A case with such costs could be negligible for a company like Arise. But now imagine thousands of such cases – a bitter war that could undermine the company’s attention and finances. For Liss-Riordan, that’s what getting Arise’s list of representatives could mean. “We are ready to file hundreds or thousands of arbitration requests if we need them,” she told ProPublica.
Boston-based Liss-Riordan has a long history of attacking big business. She took on Uber, FedEx, Amazon and others, accusing them of deceiving employees by falsely classifying them as independent contractors. She recently made an offer for the US Senate but dropped out last year before the Massachusetts Democratic primary.
In the lawsuit filed last week, Liss-Riordan attached statements from four women who previously worked as agents in the Arise network. Their accounts detailed the types of costs that agents typically absorb as independent contractors. In addition to paying $ 10 to $ 40 per month for landlines, the four women described purchasing all kinds of office equipment, including computers, monitors, headsets, Ethernet cords, keyboards, webcams, printers and improved Wi-Fi. A former agent estimated his equipment costs at $ 3,800.
Liss-Riordan filed a lawsuit in Missouri, one of seven states that come under the U.S. Court of Appeals for the 8th Circuit. It was on purpose. Two federal courts of appeals, in the 5th and 7th Circuits, have denied the kind of demand she makes, for a list of potential plaintiffs in a class-action lawsuit where the case may well be referred to arbitration.
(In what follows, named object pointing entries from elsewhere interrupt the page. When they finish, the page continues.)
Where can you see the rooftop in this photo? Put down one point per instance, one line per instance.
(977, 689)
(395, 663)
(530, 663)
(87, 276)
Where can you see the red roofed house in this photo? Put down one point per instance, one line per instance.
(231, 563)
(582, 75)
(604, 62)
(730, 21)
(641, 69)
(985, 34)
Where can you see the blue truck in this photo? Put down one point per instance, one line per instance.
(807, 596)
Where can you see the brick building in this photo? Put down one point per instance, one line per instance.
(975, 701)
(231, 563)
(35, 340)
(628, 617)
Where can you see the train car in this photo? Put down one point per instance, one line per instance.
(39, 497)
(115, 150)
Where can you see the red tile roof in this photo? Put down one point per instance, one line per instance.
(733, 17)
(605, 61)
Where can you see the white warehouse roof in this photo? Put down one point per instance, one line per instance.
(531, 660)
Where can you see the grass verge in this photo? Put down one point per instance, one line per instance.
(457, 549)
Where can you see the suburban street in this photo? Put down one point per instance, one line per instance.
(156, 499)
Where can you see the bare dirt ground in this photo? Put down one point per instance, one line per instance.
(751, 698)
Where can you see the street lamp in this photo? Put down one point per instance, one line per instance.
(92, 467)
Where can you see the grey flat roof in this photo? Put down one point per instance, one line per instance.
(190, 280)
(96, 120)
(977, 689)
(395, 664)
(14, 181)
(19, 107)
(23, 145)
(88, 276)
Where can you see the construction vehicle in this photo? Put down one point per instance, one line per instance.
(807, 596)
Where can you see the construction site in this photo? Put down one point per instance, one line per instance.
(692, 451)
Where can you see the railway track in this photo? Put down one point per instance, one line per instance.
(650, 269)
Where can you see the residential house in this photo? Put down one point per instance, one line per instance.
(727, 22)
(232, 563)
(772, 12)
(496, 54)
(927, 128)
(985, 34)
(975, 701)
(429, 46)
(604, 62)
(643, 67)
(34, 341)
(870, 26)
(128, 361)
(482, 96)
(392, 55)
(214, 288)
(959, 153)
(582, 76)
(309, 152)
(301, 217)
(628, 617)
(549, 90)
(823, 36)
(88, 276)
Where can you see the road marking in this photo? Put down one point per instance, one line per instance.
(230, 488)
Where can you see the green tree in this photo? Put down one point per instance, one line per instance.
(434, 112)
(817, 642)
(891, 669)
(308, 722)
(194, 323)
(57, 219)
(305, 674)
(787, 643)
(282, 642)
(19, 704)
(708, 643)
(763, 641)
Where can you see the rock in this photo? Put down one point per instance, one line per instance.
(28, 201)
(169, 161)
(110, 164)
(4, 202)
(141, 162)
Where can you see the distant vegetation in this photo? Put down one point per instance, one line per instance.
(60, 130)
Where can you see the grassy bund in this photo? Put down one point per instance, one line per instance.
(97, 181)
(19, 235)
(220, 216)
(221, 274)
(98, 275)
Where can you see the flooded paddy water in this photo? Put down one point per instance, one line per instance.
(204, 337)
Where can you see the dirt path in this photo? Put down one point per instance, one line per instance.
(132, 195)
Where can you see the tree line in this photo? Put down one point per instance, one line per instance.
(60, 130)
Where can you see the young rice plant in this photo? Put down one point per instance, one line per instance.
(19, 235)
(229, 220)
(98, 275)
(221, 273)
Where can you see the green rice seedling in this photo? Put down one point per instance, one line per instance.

But within the 8th Circuit, a number of US district courts have gone the other way and ordered companies to produce such lists. “So we tried to choose a circuit where we could get a better result,” said Liss-Riordan. A recent example occurred in Iowa, where in April a federal judge ordered a strip club to provide a list of exotic dancers it had classified as independent contractors rather than employees.